| A single snapshot of a coarse-grained molecular dynamics simulation of a protein (Synaptobrevin transmembrane domain) in a lipid bilayer. The protein is shown as licorice, lipids as lines and water as points. The red arrows show the user external forces applied interactively in the simulation. Here, the membrane anchoring of protein is probed by pulling on one particular side (on tryptophane residues). Image courtesy of deisa.eu. |
From the DEISA Newsletter, Vol. 5, 2008 Coupled applications Many complex systems can be viewed as sets of components that obey their own physical laws and interact weakly with one another. Code-coupling, which deals with multi-physics, multi-models and multi-scale numerical simulations, is well-suited for inter-disciplinary research projects in which different legacy codes cooperate within the whole coupled application.

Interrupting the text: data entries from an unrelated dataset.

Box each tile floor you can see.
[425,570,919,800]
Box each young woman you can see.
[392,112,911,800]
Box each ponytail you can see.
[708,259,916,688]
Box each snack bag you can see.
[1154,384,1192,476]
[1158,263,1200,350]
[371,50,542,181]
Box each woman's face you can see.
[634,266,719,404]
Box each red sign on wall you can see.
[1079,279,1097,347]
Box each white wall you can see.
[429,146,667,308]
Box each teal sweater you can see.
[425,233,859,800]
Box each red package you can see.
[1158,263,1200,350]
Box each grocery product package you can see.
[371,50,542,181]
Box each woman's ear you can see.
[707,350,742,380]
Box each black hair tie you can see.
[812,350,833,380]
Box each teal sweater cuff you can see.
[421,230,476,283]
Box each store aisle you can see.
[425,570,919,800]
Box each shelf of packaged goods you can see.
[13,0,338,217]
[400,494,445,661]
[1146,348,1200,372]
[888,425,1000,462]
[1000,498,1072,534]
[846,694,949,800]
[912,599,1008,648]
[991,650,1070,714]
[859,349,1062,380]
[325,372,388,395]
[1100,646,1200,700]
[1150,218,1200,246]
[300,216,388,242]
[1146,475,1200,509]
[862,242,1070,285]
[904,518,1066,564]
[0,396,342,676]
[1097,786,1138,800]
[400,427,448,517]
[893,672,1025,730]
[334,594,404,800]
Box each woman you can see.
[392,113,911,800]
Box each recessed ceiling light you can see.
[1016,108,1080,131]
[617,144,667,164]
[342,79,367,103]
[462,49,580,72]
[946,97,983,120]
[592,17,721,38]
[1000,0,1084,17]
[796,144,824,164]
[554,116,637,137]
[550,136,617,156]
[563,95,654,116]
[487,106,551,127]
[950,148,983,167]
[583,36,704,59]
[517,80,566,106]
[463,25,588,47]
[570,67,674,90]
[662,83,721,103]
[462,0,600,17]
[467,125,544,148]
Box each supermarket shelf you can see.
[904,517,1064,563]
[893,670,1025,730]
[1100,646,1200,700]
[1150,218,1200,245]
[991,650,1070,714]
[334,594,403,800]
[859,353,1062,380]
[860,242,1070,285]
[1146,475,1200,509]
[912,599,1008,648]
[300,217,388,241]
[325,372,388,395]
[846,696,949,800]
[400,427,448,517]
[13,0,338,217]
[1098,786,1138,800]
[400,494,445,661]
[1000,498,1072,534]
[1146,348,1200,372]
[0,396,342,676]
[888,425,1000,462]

Generally, due to the complexity of these applications, coupled codes run with a moderate efficiency on parallel machines such as the DEISA infrastructure. A Joint Research Activity team within DEISA has enhanced the coupled applications to work on DEISA resources so that research teams can tackle new classes of numerical investigations.
As an example, large-scale computer simulations of biological systems provide valuable insight into molecular processes as diverse as enzymatic catalysis and membrane fusion.
Researchers at the theoretical biochemistry laboratory at the Institut de Biologie Physico-Chimique in Paris have used the visualization tool VMD to drive their GROMACS molecular dynamics simulations that examine the mechanical properties of (macro) molecules and their assemblies.